Hospitals have an “urgent need” to be given certainty over future Covid costs, the head of the NHS in England has said.

Sir Simon Stevens told MPs on the Health and Social Care Select Committee he has an “expectation” that the NHS will be given more money to cope with the bill for caring for people with Covid-19.

Meanwhile, he said cancer care is a “top priority” for the NHS.

Money for the 2021/22 financial year will come from the NHS long-term funding settlement, with additional funding allocated in the November Spending Review to catch up on the backlog of care that has arisen as a result of Covid.

The chief executive of NHS England said the health service has also been provided with the extra costs of looking after Covid-19 patients.

01:18 PM

Covid-19 vaccine batch, that Austria halted use of, went to 17 countries

Austria was one of 17 European countries to receive doses from a batch of AstraZeneca’s Covid-19 vaccine that Austrian authorities have stopped using while investigating a death and an illness following their use, a senior health official said on Tuesday.

A 49-year-old nurse in Zwettl, a town northwest of Vienna, died as a result of severe coagulation disorders after receiving the vaccine.

Another nurse from Zwettl who is 35 and received a dose from the same batch, ABV 5300, developed a pulmonary embolism and is recovering.

“We informed all European colleagues in the European network as this batch, which amounted to roughly a million doses in total, was sent to 17 European countries,” Christa Wirthumer-Hoche, the head of Austrian public health agency AGES’ medicines market supervisory body, told a news conference.

AstraZeneca has said all batches are subject to strict and rigorous quality controls and that there have been “no confirmed serious adverse events associated with the vaccine”

01:12 PM

Sweden records 11,014 new Covid-19 cases

Sweden, which has shunned lockdowns throughout the pandemic, has registered 11,014 new Covid cases since Friday, health agency statistics showed on Tuesday.

The figure compared with 11,804 cases during the corresponding period last week.

The country of 10 million inhabitants registered 39 new deaths, taking the total to 13,042. The deaths registered have occurred over several days and sometimes weeks.

Sweden’s death rate per capita is many times higher than that of its Nordic neighbours’ but lower than in several European countries that opted for lockdowns.

01:04 PM

Dutch clubbers turn to cannabis during lockdown

Dutch clubbers used half as much ecstasy, amphetamines and alcohol during the first lockdown in the Netherlands but some smoked more cannabis instead, reports James Crisp.

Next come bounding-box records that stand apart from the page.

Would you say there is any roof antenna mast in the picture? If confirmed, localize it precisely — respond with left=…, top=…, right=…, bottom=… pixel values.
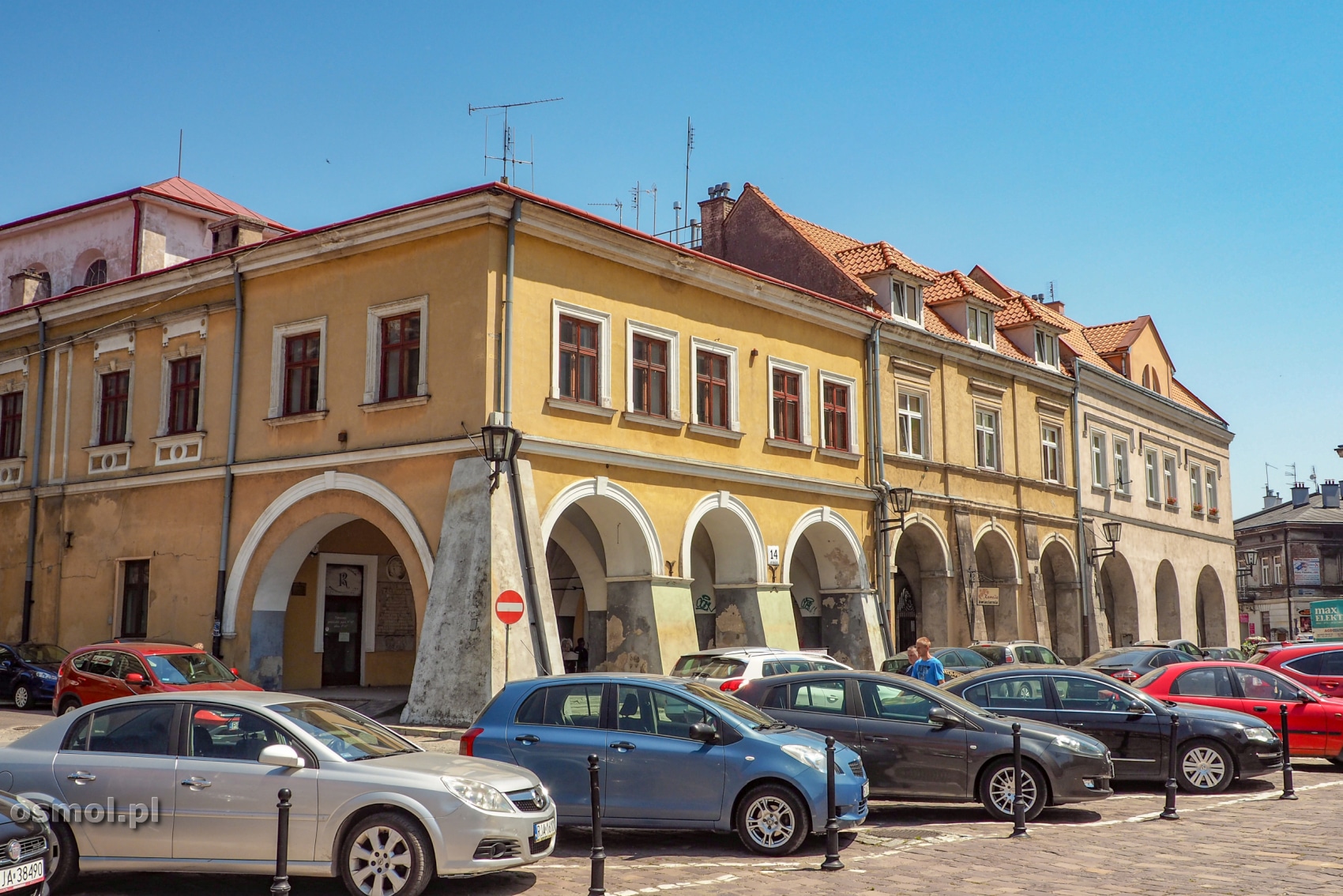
left=466, top=96, right=564, bottom=186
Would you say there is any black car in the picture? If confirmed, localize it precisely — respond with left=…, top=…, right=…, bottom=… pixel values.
left=0, top=641, right=70, bottom=710
left=736, top=670, right=1115, bottom=821
left=942, top=665, right=1283, bottom=794
left=1077, top=646, right=1199, bottom=683
left=881, top=647, right=991, bottom=679
left=0, top=789, right=62, bottom=896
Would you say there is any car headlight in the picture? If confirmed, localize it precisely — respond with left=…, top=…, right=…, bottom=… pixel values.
left=1245, top=727, right=1277, bottom=744
left=783, top=744, right=826, bottom=773
left=443, top=775, right=517, bottom=811
left=1053, top=735, right=1105, bottom=756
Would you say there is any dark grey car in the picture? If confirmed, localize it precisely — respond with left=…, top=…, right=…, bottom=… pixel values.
left=737, top=672, right=1115, bottom=821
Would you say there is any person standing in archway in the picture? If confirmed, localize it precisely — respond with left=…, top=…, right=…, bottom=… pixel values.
left=909, top=638, right=947, bottom=687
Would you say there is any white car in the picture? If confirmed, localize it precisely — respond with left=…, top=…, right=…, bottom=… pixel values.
left=672, top=647, right=848, bottom=691
left=0, top=691, right=556, bottom=896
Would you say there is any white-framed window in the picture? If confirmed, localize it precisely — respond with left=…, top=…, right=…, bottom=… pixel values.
left=267, top=314, right=326, bottom=419
left=896, top=390, right=928, bottom=457
left=768, top=356, right=811, bottom=445
left=1036, top=329, right=1059, bottom=367
left=975, top=407, right=1002, bottom=470
left=625, top=320, right=681, bottom=420
left=364, top=296, right=428, bottom=405
left=1143, top=449, right=1162, bottom=501
left=551, top=299, right=611, bottom=408
left=890, top=280, right=923, bottom=324
left=690, top=336, right=741, bottom=432
left=1090, top=430, right=1107, bottom=489
left=1040, top=424, right=1063, bottom=482
left=817, top=371, right=858, bottom=454
left=1111, top=437, right=1130, bottom=495
left=965, top=305, right=994, bottom=348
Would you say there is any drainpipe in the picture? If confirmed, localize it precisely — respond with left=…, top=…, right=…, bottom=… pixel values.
left=1073, top=359, right=1100, bottom=657
left=213, top=258, right=243, bottom=657
left=867, top=321, right=896, bottom=657
left=23, top=314, right=54, bottom=641
left=504, top=198, right=522, bottom=426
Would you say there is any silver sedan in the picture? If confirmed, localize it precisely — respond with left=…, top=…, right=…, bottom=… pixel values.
left=0, top=692, right=556, bottom=896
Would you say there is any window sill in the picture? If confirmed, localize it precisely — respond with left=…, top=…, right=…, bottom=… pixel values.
left=266, top=411, right=326, bottom=426
left=359, top=395, right=428, bottom=414
left=620, top=411, right=685, bottom=432
left=689, top=424, right=747, bottom=442
left=764, top=439, right=813, bottom=454
left=545, top=397, right=615, bottom=420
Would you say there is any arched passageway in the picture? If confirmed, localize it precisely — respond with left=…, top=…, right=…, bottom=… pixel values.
left=1194, top=566, right=1229, bottom=647
left=1100, top=553, right=1139, bottom=647
left=1157, top=560, right=1183, bottom=641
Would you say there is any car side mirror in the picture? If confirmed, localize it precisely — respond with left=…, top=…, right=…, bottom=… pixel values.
left=257, top=744, right=307, bottom=768
left=690, top=721, right=719, bottom=744
left=928, top=706, right=961, bottom=728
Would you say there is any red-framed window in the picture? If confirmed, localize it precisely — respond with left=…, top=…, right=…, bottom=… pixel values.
left=694, top=351, right=732, bottom=430
left=0, top=391, right=23, bottom=459
left=773, top=371, right=802, bottom=442
left=382, top=311, right=420, bottom=401
left=168, top=355, right=200, bottom=435
left=631, top=333, right=668, bottom=416
left=822, top=383, right=848, bottom=451
left=560, top=316, right=602, bottom=405
left=98, top=371, right=130, bottom=445
left=284, top=333, right=322, bottom=416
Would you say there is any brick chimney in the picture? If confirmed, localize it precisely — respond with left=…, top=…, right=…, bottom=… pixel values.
left=700, top=183, right=736, bottom=258
left=209, top=215, right=266, bottom=253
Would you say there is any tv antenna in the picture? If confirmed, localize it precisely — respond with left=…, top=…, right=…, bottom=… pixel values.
left=466, top=96, right=564, bottom=186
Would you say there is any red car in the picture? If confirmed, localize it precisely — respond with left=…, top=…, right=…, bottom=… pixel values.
left=1251, top=643, right=1343, bottom=697
left=51, top=641, right=261, bottom=716
left=1134, top=661, right=1343, bottom=766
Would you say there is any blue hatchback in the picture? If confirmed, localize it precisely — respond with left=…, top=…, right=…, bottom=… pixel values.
left=461, top=674, right=867, bottom=856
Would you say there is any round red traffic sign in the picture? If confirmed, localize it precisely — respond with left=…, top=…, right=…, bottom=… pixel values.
left=495, top=591, right=526, bottom=626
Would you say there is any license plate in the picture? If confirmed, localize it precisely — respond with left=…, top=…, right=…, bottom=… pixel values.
left=0, top=858, right=44, bottom=894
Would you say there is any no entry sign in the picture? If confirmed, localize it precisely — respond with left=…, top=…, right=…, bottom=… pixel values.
left=495, top=591, right=526, bottom=626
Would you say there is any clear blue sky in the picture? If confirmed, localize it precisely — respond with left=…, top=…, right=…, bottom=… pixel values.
left=0, top=2, right=1343, bottom=516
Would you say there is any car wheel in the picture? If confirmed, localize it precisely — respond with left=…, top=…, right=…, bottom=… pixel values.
left=736, top=785, right=811, bottom=856
left=1176, top=740, right=1236, bottom=794
left=979, top=756, right=1049, bottom=821
left=47, top=821, right=79, bottom=894
left=340, top=811, right=434, bottom=896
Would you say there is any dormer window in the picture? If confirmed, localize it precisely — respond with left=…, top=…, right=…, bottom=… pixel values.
left=965, top=305, right=994, bottom=348
left=1036, top=329, right=1059, bottom=367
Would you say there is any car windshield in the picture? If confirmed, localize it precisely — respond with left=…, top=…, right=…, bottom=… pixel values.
left=672, top=654, right=747, bottom=679
left=15, top=643, right=70, bottom=666
left=685, top=681, right=779, bottom=725
left=145, top=653, right=238, bottom=685
left=271, top=700, right=419, bottom=762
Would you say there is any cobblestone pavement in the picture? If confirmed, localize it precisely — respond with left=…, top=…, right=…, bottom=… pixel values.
left=58, top=759, right=1343, bottom=896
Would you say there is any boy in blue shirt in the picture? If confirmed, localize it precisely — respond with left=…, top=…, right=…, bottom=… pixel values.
left=909, top=638, right=947, bottom=685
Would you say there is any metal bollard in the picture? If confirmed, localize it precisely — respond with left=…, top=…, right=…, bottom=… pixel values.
left=589, top=754, right=606, bottom=896
left=1161, top=712, right=1179, bottom=821
left=1278, top=702, right=1296, bottom=800
left=1009, top=721, right=1040, bottom=837
left=821, top=737, right=844, bottom=871
left=270, top=787, right=294, bottom=896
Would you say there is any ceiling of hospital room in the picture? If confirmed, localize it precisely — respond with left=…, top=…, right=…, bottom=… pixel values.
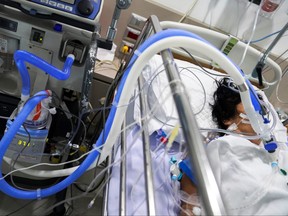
left=100, top=0, right=288, bottom=61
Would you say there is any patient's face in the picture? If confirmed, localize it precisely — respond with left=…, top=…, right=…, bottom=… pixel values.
left=228, top=103, right=261, bottom=145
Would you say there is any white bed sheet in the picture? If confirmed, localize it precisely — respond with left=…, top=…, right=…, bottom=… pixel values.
left=108, top=56, right=288, bottom=215
left=134, top=55, right=225, bottom=142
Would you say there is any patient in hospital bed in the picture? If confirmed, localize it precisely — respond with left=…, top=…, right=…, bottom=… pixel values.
left=207, top=78, right=288, bottom=215
left=108, top=56, right=288, bottom=215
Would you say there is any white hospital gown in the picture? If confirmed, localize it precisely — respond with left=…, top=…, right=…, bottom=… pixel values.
left=108, top=126, right=180, bottom=215
left=207, top=135, right=288, bottom=215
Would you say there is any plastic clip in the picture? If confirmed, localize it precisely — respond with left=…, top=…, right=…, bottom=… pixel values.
left=36, top=188, right=42, bottom=200
left=170, top=156, right=183, bottom=181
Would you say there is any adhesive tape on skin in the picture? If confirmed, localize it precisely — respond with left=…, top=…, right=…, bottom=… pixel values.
left=192, top=206, right=201, bottom=216
left=227, top=123, right=238, bottom=131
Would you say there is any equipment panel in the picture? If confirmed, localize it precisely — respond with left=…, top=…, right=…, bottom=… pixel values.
left=0, top=0, right=104, bottom=31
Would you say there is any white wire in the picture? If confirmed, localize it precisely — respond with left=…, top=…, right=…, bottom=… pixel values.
left=178, top=0, right=198, bottom=23
left=238, top=1, right=263, bottom=67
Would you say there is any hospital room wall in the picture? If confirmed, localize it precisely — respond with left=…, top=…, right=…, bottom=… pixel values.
left=100, top=0, right=288, bottom=112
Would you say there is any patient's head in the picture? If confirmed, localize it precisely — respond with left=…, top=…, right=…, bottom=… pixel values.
left=211, top=78, right=258, bottom=142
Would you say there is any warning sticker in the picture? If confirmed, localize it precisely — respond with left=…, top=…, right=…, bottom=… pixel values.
left=0, top=38, right=8, bottom=53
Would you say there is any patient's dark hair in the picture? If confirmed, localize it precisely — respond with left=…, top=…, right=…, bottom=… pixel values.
left=210, top=77, right=241, bottom=129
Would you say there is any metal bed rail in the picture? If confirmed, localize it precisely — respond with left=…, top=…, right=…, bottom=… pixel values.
left=106, top=16, right=226, bottom=215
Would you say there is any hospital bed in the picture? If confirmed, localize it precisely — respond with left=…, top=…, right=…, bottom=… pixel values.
left=0, top=11, right=281, bottom=215
left=101, top=16, right=282, bottom=215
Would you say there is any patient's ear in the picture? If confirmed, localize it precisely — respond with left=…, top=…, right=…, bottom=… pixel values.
left=223, top=119, right=234, bottom=126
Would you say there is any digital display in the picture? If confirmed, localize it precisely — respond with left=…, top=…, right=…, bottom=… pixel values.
left=60, top=0, right=75, bottom=4
left=0, top=17, right=18, bottom=32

3,765 festival-going 16 to 35-year-olds were quizzed about the changes in their drug consumption by the Trimbos addition institute, the Dutch News website reported.

The April to May lockdown closed festivals, concerts and nightclubs, which had a big impact on drug use.

During lockdown, four out of 10 clubbers said that they had smoked more cannabis than usual because they were bored. Nione out of 10 said they felt isolated,

While 83 per cent of respondents said they still met with friends during lockdown and 40 percent had attended at least one illegal house party.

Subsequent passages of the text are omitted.